This one is upsetting. Yesterday, decentralized finance protocol Value DeFi tweeted that it is “very excited with our most recent innovation, the MultiStables Vault, and we strive to ensure your funds are always SAFU with our vaults.” Lots of emojis, lots of pride in one’s work.
Then today: “The MultiStables vault was the subject of a complex attack that resulted in a net loss of $6M. We are currently working on a postmortem and are exploring ways to mitigate the impact on our users.”
The Telegram group, before Decrypt was banned, was a mixture of distress and anxiety. The usual: some community members still in a daze from the attack, and others rushing to put out the FUD—Fear Uncertainty and Doubt. The Discord chat is currently a mess.
It appears as though the attack was down to a flash loan. The attacker took out a flash loan to affect the prices of tokens held within curve finance vaults, then bought them for a low price and paid back the loan, netting a profit.

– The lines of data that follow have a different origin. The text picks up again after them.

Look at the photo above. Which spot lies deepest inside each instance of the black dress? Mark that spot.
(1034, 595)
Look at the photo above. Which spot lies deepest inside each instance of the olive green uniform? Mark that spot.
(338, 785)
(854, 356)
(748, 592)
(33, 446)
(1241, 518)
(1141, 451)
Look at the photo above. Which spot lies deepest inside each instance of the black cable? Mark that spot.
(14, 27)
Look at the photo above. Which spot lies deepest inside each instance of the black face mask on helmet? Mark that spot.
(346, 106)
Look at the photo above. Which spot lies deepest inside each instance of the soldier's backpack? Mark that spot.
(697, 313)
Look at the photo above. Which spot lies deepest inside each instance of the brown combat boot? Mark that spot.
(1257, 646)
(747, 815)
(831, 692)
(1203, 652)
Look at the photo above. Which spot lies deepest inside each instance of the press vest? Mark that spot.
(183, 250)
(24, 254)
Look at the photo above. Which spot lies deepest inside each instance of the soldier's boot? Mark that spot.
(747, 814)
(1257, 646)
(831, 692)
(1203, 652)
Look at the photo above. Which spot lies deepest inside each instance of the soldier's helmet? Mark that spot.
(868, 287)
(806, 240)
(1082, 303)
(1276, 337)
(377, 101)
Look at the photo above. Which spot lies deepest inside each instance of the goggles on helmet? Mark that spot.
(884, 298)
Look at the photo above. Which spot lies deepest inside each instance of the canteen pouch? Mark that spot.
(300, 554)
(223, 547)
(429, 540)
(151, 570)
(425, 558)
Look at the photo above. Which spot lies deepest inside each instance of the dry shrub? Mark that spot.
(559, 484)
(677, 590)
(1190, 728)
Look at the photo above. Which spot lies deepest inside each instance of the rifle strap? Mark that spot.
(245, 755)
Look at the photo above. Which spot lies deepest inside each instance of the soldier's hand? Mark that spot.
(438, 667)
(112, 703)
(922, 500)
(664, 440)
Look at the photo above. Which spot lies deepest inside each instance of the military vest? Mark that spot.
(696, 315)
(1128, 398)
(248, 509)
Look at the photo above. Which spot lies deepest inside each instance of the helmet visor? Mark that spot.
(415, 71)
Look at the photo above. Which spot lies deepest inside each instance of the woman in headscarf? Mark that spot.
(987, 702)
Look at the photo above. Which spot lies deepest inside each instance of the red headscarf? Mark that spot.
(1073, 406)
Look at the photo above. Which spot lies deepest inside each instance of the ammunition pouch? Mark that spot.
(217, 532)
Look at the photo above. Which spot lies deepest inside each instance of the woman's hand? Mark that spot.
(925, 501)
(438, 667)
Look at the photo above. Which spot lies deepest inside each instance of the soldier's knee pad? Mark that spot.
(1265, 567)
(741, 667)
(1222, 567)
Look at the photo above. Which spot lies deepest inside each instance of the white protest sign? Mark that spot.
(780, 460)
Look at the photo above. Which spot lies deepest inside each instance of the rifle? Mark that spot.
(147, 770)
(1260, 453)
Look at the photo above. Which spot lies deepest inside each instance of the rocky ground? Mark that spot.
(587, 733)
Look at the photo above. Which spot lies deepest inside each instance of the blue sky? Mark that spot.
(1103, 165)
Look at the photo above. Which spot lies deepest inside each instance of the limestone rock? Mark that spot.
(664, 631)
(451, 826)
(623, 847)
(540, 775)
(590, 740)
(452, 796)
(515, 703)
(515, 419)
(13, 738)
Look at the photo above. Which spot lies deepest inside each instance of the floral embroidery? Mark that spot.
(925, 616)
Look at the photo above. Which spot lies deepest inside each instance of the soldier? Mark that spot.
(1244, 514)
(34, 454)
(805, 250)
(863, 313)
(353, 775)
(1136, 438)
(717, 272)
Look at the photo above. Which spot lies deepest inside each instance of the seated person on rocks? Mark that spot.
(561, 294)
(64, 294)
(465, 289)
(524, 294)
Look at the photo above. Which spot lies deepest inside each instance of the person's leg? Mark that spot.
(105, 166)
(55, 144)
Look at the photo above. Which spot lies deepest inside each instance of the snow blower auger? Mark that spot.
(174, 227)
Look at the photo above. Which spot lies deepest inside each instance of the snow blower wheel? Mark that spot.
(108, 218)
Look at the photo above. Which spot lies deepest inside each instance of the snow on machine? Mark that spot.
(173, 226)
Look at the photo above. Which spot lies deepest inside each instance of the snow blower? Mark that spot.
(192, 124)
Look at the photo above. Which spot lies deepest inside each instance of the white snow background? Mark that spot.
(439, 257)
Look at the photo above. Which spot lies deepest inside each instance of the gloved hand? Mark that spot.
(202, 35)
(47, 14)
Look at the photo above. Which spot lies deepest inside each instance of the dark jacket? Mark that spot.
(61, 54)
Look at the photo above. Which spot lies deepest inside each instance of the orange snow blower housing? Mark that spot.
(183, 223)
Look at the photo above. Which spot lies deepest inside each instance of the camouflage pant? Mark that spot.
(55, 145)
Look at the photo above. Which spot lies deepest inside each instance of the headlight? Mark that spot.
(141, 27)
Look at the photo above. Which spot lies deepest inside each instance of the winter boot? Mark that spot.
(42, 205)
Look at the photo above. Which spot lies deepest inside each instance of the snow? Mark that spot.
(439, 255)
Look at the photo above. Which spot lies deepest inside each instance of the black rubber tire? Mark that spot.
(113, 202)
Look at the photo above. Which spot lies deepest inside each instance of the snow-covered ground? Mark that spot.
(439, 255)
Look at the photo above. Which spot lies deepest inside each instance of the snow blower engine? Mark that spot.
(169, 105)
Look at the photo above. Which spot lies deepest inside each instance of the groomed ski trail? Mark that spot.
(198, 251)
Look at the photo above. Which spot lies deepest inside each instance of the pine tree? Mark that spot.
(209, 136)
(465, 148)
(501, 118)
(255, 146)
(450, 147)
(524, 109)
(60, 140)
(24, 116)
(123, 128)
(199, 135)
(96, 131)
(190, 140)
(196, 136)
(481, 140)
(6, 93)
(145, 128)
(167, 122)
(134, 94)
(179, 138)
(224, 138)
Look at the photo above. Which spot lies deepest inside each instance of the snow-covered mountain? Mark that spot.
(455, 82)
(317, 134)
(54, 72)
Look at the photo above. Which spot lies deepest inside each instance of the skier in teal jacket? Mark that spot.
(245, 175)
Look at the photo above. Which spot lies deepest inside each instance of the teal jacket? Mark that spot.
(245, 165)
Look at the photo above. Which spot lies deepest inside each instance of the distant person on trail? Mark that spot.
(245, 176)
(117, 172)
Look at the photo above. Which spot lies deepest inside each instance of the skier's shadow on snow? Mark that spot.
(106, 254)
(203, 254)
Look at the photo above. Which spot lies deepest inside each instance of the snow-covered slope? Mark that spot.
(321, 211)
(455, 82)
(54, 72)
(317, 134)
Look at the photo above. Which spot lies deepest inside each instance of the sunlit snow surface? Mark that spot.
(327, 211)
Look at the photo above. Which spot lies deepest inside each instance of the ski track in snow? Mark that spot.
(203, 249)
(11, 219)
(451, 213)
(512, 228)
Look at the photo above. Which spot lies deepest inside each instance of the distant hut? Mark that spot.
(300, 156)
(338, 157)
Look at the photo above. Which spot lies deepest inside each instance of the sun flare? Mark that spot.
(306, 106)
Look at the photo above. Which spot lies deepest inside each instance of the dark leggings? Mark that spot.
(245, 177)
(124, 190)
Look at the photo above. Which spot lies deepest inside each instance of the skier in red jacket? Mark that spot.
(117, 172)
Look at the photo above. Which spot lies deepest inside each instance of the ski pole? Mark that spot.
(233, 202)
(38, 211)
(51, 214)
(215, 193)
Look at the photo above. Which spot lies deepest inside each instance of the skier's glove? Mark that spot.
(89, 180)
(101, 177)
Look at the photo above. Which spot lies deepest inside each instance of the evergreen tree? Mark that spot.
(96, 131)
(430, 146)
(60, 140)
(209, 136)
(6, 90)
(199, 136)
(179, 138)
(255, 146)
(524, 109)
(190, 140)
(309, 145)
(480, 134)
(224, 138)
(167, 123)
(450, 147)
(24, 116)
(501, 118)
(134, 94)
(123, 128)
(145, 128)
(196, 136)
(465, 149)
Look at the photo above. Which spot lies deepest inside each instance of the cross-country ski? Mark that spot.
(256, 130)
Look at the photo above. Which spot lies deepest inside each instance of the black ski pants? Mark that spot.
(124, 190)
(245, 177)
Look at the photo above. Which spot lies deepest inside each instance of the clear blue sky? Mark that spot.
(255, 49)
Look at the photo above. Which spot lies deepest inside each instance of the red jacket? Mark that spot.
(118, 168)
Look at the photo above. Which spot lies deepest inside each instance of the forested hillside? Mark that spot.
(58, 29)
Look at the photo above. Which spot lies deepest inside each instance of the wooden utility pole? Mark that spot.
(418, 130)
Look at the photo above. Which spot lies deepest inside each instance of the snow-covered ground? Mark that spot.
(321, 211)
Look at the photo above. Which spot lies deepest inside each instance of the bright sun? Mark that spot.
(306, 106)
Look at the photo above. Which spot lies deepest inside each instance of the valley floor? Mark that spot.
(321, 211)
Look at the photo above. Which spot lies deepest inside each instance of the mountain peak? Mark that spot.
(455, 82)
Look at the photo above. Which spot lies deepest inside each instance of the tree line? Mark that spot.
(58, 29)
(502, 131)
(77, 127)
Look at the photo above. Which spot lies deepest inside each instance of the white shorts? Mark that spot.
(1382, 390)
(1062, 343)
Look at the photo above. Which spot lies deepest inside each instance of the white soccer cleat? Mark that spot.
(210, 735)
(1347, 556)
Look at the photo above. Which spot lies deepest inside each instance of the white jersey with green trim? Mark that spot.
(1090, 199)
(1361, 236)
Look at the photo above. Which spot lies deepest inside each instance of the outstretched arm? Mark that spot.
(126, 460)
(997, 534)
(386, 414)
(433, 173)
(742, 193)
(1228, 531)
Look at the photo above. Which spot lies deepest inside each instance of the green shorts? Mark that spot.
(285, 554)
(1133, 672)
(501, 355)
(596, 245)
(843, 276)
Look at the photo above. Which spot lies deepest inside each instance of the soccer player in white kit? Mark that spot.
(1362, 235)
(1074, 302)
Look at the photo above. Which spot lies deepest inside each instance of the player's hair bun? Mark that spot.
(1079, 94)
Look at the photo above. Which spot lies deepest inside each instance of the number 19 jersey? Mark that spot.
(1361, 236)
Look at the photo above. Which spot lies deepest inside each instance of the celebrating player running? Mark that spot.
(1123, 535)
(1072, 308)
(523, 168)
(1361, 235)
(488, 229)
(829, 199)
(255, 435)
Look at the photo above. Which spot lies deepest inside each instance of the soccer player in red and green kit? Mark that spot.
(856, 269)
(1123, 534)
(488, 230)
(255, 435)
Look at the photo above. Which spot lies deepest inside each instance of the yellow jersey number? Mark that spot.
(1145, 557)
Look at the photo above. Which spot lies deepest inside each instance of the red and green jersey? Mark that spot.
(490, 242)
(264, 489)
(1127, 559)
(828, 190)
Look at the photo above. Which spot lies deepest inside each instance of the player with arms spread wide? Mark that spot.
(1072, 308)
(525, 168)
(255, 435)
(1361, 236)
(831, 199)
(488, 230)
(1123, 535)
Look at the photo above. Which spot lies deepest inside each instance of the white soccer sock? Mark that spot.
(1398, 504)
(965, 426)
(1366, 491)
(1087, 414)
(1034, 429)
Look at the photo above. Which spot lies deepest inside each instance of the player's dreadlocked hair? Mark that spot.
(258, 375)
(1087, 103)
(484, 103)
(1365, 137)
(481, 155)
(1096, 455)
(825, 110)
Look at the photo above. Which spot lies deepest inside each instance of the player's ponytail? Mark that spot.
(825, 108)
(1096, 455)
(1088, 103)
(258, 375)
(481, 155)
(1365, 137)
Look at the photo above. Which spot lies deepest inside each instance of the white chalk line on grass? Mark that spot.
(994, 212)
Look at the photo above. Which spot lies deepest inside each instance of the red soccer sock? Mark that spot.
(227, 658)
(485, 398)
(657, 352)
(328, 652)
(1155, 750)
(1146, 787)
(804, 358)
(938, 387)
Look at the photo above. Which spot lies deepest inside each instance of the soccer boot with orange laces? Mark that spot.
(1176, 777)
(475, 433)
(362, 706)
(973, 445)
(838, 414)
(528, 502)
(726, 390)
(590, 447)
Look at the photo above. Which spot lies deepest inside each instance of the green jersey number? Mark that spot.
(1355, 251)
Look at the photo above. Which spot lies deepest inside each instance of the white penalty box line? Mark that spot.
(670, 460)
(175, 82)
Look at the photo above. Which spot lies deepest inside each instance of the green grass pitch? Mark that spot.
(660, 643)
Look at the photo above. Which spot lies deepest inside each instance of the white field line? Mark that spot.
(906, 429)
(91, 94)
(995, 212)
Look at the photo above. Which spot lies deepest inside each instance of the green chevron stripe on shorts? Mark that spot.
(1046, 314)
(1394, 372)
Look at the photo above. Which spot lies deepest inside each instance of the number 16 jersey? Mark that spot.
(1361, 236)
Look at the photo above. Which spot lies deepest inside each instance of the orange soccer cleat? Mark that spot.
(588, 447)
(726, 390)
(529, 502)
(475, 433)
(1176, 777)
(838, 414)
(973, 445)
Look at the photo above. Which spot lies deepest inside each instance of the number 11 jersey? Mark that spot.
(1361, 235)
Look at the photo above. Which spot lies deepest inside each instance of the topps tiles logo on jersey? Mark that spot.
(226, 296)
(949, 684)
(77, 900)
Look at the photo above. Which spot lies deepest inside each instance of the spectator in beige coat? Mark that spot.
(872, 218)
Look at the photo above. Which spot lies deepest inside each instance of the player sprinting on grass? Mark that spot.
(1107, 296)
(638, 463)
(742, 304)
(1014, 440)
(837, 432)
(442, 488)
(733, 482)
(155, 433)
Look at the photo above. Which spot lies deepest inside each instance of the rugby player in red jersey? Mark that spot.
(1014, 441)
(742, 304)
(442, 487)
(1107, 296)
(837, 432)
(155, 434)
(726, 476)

The MultiStables Vault was supposed to have the following advantages: “1) Flash-loan attack prevention 2) Fake-token attack prevention 3) Re-entrance attack prevention.” It turned out to have none of those.
Justin Bebis, the member of Value DeFi’s discord chat who had summed the mood up best, told Decrypt, “The team are a bunch of great guys, the community management was about the best I’ve seen…they hired community members, promoted community artwork, and made fantastic progress every week. I doubt they’ll give up after this but it’s sad to see the community torn apart.”
‘Prod’, Value DeFi’s community manager, told Decrypt, “We won’t be giving up, we will develop a plan and keep pushing forward.”
And then…whoosh, the token’s price falls off a cliff.
A sad day for decentralized finance.